Most of you probably know you can run an instance of SQL server as the "local system" account and it works fine. You can also run an instance of SQL server as a domain or a local user account and (if the permissions are set correctly) that is also fine. But if you have never actually installed MSSQL Server 2008 you may not know of a change in how the installation routine "suggests" you run SQL server. The 2008 install really wants an account to run under. It no longer uses "local system" as the default account. Instead the account area is blank. You can, of course, specify the local system account but it's no longer obvious. So what sometimes happens is that the install user scratches his head and then uses what he knows.
For example, let's say you are managing a colo server and your hosting company has issued you the username "developer345". If you install SQL server you will eventually get to the screen where you have to make this decision:
You might just enter developer345 (the username the host has given you) into the field and choose "use the same account for all SQL services". The user would be granted "log on as a service" rights automatically and the server would function as you expect it to. However, you may have just laid a trap for yourself without realizing it.
Remember, "developer345" is a username issued by the host. Besides the possible security implications, the host is going to want to periodically enforce a password change policy. In other words your hosting company is going to dictate that you change your password... say every 6 weeks. If the host does not do this, then frankly you should enforce this policy (the Muse said somewhat hypocritically). So when you change the password you can easily forget that SQL is also running under those credentials with the old password. Why wouldn't you notice right away? Because SQL server is quite a happy camper and runs forever without the need to restart. Until it's restarted it is going to tool along happily servicing your requests with the old credentials and none the wiser.

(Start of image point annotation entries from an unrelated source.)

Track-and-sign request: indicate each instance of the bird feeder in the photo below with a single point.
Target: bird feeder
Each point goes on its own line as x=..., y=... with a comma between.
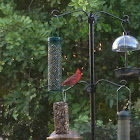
x=61, y=123
x=54, y=63
x=123, y=126
x=124, y=44
x=123, y=132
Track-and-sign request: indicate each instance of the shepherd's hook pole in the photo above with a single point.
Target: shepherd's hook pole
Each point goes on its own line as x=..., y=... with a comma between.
x=91, y=22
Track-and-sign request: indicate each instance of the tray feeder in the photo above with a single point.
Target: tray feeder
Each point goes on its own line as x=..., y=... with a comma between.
x=126, y=43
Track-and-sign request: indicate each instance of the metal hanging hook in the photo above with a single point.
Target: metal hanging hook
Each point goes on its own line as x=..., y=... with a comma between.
x=123, y=86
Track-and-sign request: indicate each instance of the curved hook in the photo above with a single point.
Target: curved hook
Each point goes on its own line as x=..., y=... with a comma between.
x=118, y=96
x=126, y=21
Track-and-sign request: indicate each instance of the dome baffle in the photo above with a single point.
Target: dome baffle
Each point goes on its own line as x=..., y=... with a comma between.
x=126, y=43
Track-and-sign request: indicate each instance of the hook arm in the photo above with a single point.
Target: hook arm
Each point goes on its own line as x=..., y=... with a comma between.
x=66, y=13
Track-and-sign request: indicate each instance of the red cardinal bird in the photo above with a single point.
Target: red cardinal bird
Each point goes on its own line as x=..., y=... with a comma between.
x=73, y=79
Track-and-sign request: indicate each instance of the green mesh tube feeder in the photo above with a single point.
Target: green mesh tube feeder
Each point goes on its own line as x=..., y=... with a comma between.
x=54, y=63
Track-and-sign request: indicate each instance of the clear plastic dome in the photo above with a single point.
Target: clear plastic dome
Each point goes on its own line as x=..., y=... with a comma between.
x=125, y=43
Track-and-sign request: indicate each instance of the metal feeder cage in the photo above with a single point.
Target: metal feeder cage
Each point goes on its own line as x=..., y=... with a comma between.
x=54, y=63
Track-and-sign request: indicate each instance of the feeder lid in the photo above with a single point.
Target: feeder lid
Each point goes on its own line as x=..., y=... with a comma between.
x=125, y=43
x=126, y=73
x=123, y=115
x=54, y=39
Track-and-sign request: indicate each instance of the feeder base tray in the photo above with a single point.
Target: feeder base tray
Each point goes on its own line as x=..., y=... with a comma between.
x=127, y=73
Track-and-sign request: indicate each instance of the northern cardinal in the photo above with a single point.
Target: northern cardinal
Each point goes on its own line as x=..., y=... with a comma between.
x=74, y=78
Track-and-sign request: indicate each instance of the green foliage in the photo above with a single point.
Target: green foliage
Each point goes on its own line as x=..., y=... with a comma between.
x=25, y=103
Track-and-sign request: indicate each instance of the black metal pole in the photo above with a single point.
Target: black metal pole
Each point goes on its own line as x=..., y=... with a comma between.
x=92, y=77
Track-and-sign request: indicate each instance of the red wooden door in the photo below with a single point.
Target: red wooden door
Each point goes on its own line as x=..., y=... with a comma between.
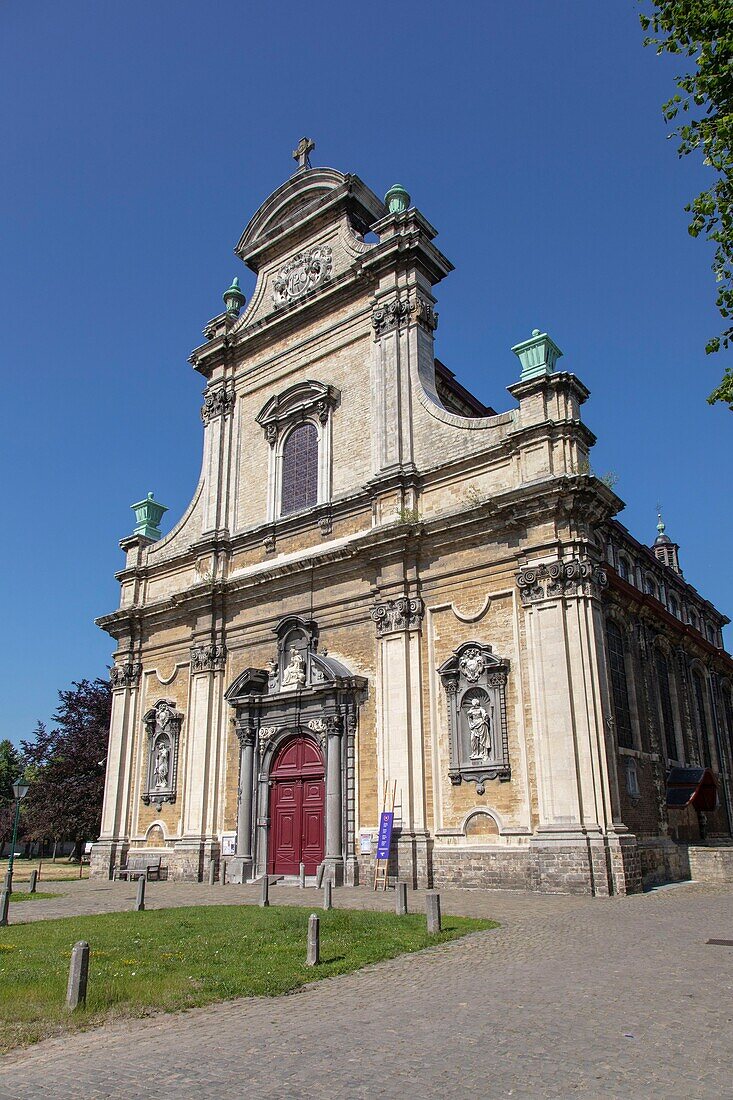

When MS SQL is finally restarted your system is going to fail. The engine will fail to restart and you will end up scratching your head. It was running for weeks after all. You may not recall that the password has been changed.
For my part, I like to set up a completely separate account on the local SAM for the SQL services. In fact I often call it "SQLservices". When it comes time to change the password, the account name pokes my brain and reminds me that it is likely used for (guess what) SQL services. That little reminder is what I need in order to remember to change the password both in the SAM and in the login properties.